Several studies in recent weeks, masks have indicated that they help prevent infection and slow down the overall spread of the virus. Health officials are increasingly applying masking recommendations or requirements to slow the spread. Earlier this month, the World Health Organization changed its stance on masks, saying the general public should wear face masks.

“We can do very few things to try to prevent a wider spread and yet another epidemic leading to the fall.” This is one of them, ”said Gottlieb. “I don’t think that asking them to wear a mask when they go to meetings will deprive people of their freedom and the right to choose.”

Several governors have renewed their position regarding masks this week, as new infections have grown mainly throughout the American south and west. On Thursday, California Governor Gavin Newsome issued an order requiring people to wear face masks in most rooms and outdoors when physical distance is not possible. Arizona state governor Doug Ducey changed his policy on Wednesday to allow city and local officials to set their own camouflage requirements. In Texas, Governor Greg Abbott allowed some cities, such as Austin, to demand a mask, threatened by a fine for non-compliance.

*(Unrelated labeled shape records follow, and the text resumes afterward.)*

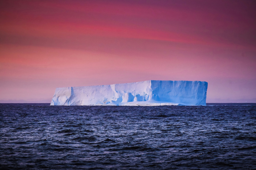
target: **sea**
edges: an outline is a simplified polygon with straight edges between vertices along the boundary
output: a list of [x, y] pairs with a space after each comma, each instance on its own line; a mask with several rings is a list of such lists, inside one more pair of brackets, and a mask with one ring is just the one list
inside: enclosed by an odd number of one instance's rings
[[0, 104], [0, 169], [256, 169], [256, 104]]

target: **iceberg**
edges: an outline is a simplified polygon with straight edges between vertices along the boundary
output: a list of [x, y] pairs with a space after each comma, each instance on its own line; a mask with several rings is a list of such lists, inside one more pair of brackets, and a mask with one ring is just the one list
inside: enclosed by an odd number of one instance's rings
[[148, 80], [57, 88], [51, 106], [206, 106], [208, 83]]

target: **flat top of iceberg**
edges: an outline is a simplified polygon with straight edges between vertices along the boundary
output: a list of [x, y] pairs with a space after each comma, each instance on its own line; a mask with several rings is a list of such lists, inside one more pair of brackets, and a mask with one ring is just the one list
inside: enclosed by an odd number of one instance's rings
[[148, 80], [109, 85], [57, 88], [51, 105], [206, 105], [208, 83]]

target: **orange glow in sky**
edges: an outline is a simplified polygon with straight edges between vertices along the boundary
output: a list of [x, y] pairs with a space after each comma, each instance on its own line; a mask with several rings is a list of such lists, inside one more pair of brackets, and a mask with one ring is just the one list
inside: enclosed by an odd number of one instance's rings
[[3, 1], [0, 102], [56, 87], [205, 81], [207, 102], [256, 102], [256, 2]]

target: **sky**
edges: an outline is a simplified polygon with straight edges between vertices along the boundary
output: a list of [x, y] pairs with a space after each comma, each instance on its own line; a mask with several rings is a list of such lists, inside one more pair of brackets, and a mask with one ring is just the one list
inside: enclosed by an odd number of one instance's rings
[[57, 87], [205, 81], [207, 103], [256, 102], [255, 0], [1, 1], [0, 103]]

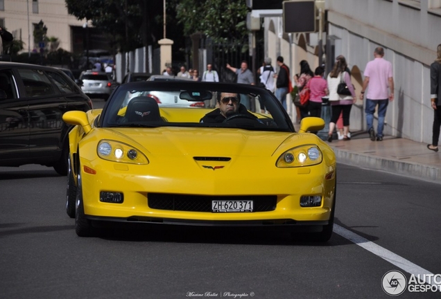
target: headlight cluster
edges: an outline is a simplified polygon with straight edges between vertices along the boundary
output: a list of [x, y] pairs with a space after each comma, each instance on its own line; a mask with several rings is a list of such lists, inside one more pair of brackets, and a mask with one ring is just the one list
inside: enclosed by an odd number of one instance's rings
[[148, 164], [147, 157], [136, 148], [118, 141], [103, 140], [96, 149], [98, 156], [114, 162], [130, 164]]
[[301, 145], [287, 150], [279, 157], [278, 167], [295, 167], [311, 166], [322, 163], [323, 154], [313, 145]]

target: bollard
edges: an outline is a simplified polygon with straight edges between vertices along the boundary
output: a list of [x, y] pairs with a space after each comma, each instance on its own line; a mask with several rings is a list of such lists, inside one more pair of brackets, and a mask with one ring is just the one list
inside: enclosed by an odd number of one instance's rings
[[[322, 114], [320, 117], [325, 120], [325, 127], [317, 133], [317, 136], [323, 141], [328, 139], [328, 132], [329, 132], [329, 123], [332, 116], [332, 109], [329, 103], [329, 98], [324, 96], [322, 98]], [[332, 138], [336, 140], [337, 133], [334, 131], [332, 134]]]

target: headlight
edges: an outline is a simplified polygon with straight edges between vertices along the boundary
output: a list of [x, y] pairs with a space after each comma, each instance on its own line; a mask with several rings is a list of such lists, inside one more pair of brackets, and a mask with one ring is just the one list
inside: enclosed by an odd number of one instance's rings
[[104, 160], [130, 164], [148, 164], [148, 159], [139, 150], [118, 141], [101, 141], [98, 144], [96, 152], [98, 156]]
[[293, 147], [283, 153], [277, 159], [278, 167], [311, 166], [320, 164], [323, 154], [317, 145], [306, 145]]

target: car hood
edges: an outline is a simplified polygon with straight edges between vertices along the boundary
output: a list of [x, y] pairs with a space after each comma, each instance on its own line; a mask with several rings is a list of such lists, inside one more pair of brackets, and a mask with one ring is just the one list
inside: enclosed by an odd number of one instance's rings
[[308, 140], [309, 143], [316, 143], [312, 137], [307, 137], [311, 134], [239, 129], [168, 127], [101, 130], [105, 131], [105, 134], [100, 134], [101, 138], [121, 141], [154, 155], [270, 156], [282, 143], [305, 144]]

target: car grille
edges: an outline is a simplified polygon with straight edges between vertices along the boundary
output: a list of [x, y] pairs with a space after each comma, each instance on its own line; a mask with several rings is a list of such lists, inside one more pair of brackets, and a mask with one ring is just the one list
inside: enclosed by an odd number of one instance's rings
[[150, 208], [188, 212], [211, 212], [213, 200], [252, 200], [254, 201], [253, 212], [272, 211], [275, 210], [277, 205], [275, 195], [226, 197], [148, 193], [147, 197]]

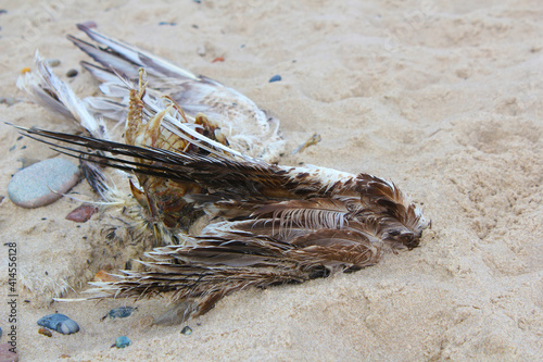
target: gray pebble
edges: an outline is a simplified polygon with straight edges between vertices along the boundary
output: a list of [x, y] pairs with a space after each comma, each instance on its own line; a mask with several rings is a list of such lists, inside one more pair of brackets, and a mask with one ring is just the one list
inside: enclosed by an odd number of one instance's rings
[[190, 336], [192, 334], [192, 328], [189, 327], [188, 325], [185, 326], [182, 329], [181, 329], [181, 334], [182, 335], [186, 335], [186, 336]]
[[47, 62], [52, 67], [61, 65], [61, 61], [58, 59], [48, 59]]
[[38, 321], [38, 325], [56, 330], [63, 335], [71, 335], [79, 332], [79, 325], [75, 321], [60, 313], [43, 316]]
[[279, 82], [281, 80], [281, 76], [279, 74], [276, 74], [274, 75], [272, 78], [269, 78], [269, 83], [274, 83], [274, 82]]
[[197, 48], [197, 53], [198, 55], [200, 57], [204, 57], [205, 55], [205, 46], [204, 45], [201, 45]]
[[118, 307], [118, 308], [115, 308], [115, 309], [112, 309], [108, 315], [110, 315], [110, 317], [112, 320], [114, 319], [126, 319], [127, 316], [130, 316], [130, 314], [132, 314], [132, 312], [136, 310], [136, 308], [132, 308], [132, 307]]
[[67, 160], [45, 160], [17, 172], [8, 185], [8, 195], [22, 208], [45, 207], [70, 191], [79, 175], [79, 167]]
[[121, 337], [117, 337], [117, 339], [115, 339], [115, 346], [117, 348], [125, 348], [125, 347], [128, 347], [130, 346], [132, 342], [130, 340], [130, 338], [126, 337], [126, 336], [121, 336]]
[[70, 70], [70, 71], [67, 71], [67, 72], [66, 72], [66, 76], [67, 76], [68, 78], [73, 78], [73, 77], [75, 77], [76, 75], [77, 75], [77, 71], [76, 71], [76, 70]]

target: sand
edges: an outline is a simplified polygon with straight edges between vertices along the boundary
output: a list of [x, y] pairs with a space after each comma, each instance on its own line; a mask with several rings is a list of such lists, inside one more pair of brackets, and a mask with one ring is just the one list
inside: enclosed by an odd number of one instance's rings
[[[55, 152], [3, 124], [77, 127], [29, 102], [0, 104], [0, 227], [17, 242], [22, 361], [433, 361], [543, 355], [543, 4], [538, 1], [14, 1], [0, 14], [0, 97], [24, 100], [36, 49], [81, 96], [97, 93], [65, 39], [94, 21], [116, 36], [231, 86], [281, 121], [282, 164], [306, 162], [394, 180], [432, 220], [420, 248], [361, 272], [245, 290], [182, 326], [150, 326], [163, 299], [51, 303], [77, 297], [108, 260], [100, 229], [7, 198], [24, 162]], [[175, 25], [159, 25], [172, 22]], [[202, 53], [205, 49], [205, 54]], [[223, 57], [224, 62], [212, 62]], [[279, 74], [281, 82], [268, 83]], [[289, 155], [313, 133], [323, 140]], [[74, 190], [89, 198], [86, 183]], [[8, 300], [8, 248], [0, 300]], [[111, 266], [111, 265], [110, 265]], [[73, 290], [72, 290], [73, 289]], [[100, 319], [118, 305], [126, 320]], [[0, 309], [9, 328], [9, 310]], [[59, 311], [78, 334], [38, 334]], [[110, 348], [126, 335], [132, 346]]]

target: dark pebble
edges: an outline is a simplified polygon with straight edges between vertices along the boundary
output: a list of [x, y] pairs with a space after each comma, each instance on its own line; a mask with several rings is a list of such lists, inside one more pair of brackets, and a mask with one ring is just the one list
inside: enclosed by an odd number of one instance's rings
[[38, 325], [56, 330], [63, 335], [71, 335], [79, 332], [79, 325], [64, 314], [54, 313], [43, 316], [38, 321]]
[[190, 336], [192, 334], [192, 328], [188, 325], [181, 329], [181, 335]]
[[11, 107], [15, 103], [21, 102], [18, 99], [13, 98], [13, 97], [0, 97], [0, 104], [5, 104], [8, 107]]
[[22, 208], [39, 208], [59, 200], [79, 182], [79, 167], [50, 159], [17, 172], [8, 185], [10, 200]]
[[67, 76], [68, 78], [73, 78], [73, 77], [75, 77], [76, 75], [77, 75], [77, 71], [76, 71], [76, 70], [70, 70], [70, 71], [67, 71], [67, 72], [66, 72], [66, 76]]
[[128, 347], [130, 346], [132, 342], [130, 340], [130, 338], [126, 337], [126, 336], [121, 336], [121, 337], [117, 337], [117, 339], [115, 339], [115, 347], [117, 348], [125, 348], [125, 347]]
[[47, 62], [52, 67], [61, 65], [61, 61], [58, 59], [48, 59]]
[[38, 333], [39, 333], [40, 335], [43, 335], [43, 336], [49, 337], [49, 338], [51, 338], [51, 337], [53, 336], [53, 334], [51, 333], [51, 330], [49, 330], [49, 329], [48, 329], [48, 328], [46, 328], [46, 327], [41, 327], [41, 328], [39, 328], [39, 329], [38, 329]]
[[269, 83], [279, 82], [281, 79], [281, 76], [279, 74], [276, 74], [272, 78], [269, 78]]
[[136, 308], [132, 308], [132, 307], [119, 307], [119, 308], [112, 309], [108, 313], [108, 315], [112, 320], [114, 320], [114, 319], [126, 319], [127, 316], [130, 316], [134, 313], [135, 310], [136, 310]]
[[80, 207], [72, 210], [70, 214], [66, 215], [66, 220], [85, 223], [90, 220], [90, 217], [98, 212], [98, 208], [88, 203], [84, 203]]
[[2, 362], [16, 362], [18, 361], [18, 355], [15, 352], [12, 352], [15, 350], [13, 346], [10, 344], [1, 344], [0, 345], [0, 361]]

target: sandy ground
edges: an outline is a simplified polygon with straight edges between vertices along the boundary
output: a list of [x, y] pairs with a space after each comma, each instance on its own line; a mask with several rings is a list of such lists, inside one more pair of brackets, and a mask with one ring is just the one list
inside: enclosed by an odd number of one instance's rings
[[[25, 210], [7, 198], [22, 161], [55, 153], [3, 125], [77, 128], [40, 108], [0, 104], [0, 233], [17, 242], [22, 361], [422, 361], [543, 355], [543, 4], [539, 1], [14, 1], [0, 14], [0, 97], [40, 49], [81, 96], [97, 83], [65, 39], [74, 24], [146, 48], [252, 98], [281, 120], [283, 164], [306, 162], [394, 180], [424, 204], [421, 247], [379, 265], [300, 286], [247, 290], [182, 326], [150, 326], [164, 300], [50, 303], [114, 264], [98, 233], [106, 215], [64, 220], [63, 198]], [[159, 25], [173, 22], [175, 25]], [[79, 34], [80, 35], [80, 34]], [[205, 55], [198, 49], [205, 47]], [[224, 62], [212, 63], [223, 57]], [[268, 83], [280, 74], [282, 80]], [[65, 78], [65, 77], [64, 77]], [[75, 189], [90, 196], [87, 184]], [[1, 247], [0, 327], [9, 328]], [[25, 287], [23, 287], [25, 286]], [[68, 297], [77, 296], [71, 291]], [[126, 320], [100, 322], [136, 305]], [[59, 311], [78, 334], [38, 334]], [[126, 335], [132, 346], [110, 348]], [[538, 358], [539, 355], [539, 358]]]

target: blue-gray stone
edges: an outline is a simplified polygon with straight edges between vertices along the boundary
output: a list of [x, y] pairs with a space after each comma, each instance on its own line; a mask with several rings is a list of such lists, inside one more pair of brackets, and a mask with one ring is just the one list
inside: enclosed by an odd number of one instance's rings
[[130, 345], [131, 345], [131, 341], [126, 336], [121, 336], [121, 337], [117, 337], [117, 339], [115, 339], [115, 346], [117, 348], [125, 348], [125, 347], [128, 347]]
[[59, 200], [79, 182], [79, 167], [50, 159], [17, 172], [8, 186], [10, 200], [22, 208], [39, 208]]
[[79, 332], [79, 325], [64, 314], [54, 313], [41, 317], [38, 325], [56, 330], [63, 335], [71, 335]]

Wearing a mask, however, remains a controversial issue in the United States. Nebraska, Governor Pete Ricketts told the county governments earlier this week that he will abandon federal funds to help coronaviruses if they need masks in local government offices, Omaha World Herald first reported,

“I think you will see that people will begin to change their position on this issue,” Gottlieb said, adding that the requirement for people to wear a mask is less restrictive than keeping people at home at work. “We need to achieve the least intrusive things we can do. This is one of them. ”

“Saving life”

Gottlieb also pointed to something like a silver lining, as infections across the country continue to grow. According to Gottlieb, as more people become infected with the virus, a smaller portion becomes seriously ill and dies.

“What we actually see, and I’m going to publish the data later today, this hospitalization rate as a percentage of the total number of cases actually decreases, and it seems that the mortality rate also,” he said, “And there are probably several reasons for this. ”

This is probably a sign that people at risk, including older people and people with concomitant illnesses, are better protected, which means staying at home, physically distance yourself from others and wear masks, Gottlieb said. He added that more people with a positive test result are younger and healthier people who are not hospitalized and do not die from Covid-19 at the same rate as older people.

“We are also doing the best job of saving life in the hospital, and we talked about this before, but it really will be significant in anticipation of the fall,” he said. “I think you will see that mortality rates will decrease if we can protect the health care system, and in these cities it will not be overloaded.”

Disclosure: Scott Gottlieb, CNBC Officer, Member of the Board of Directors of Pfizer, Genetic Testing Startup Tempus and the biotechnological company Illumin.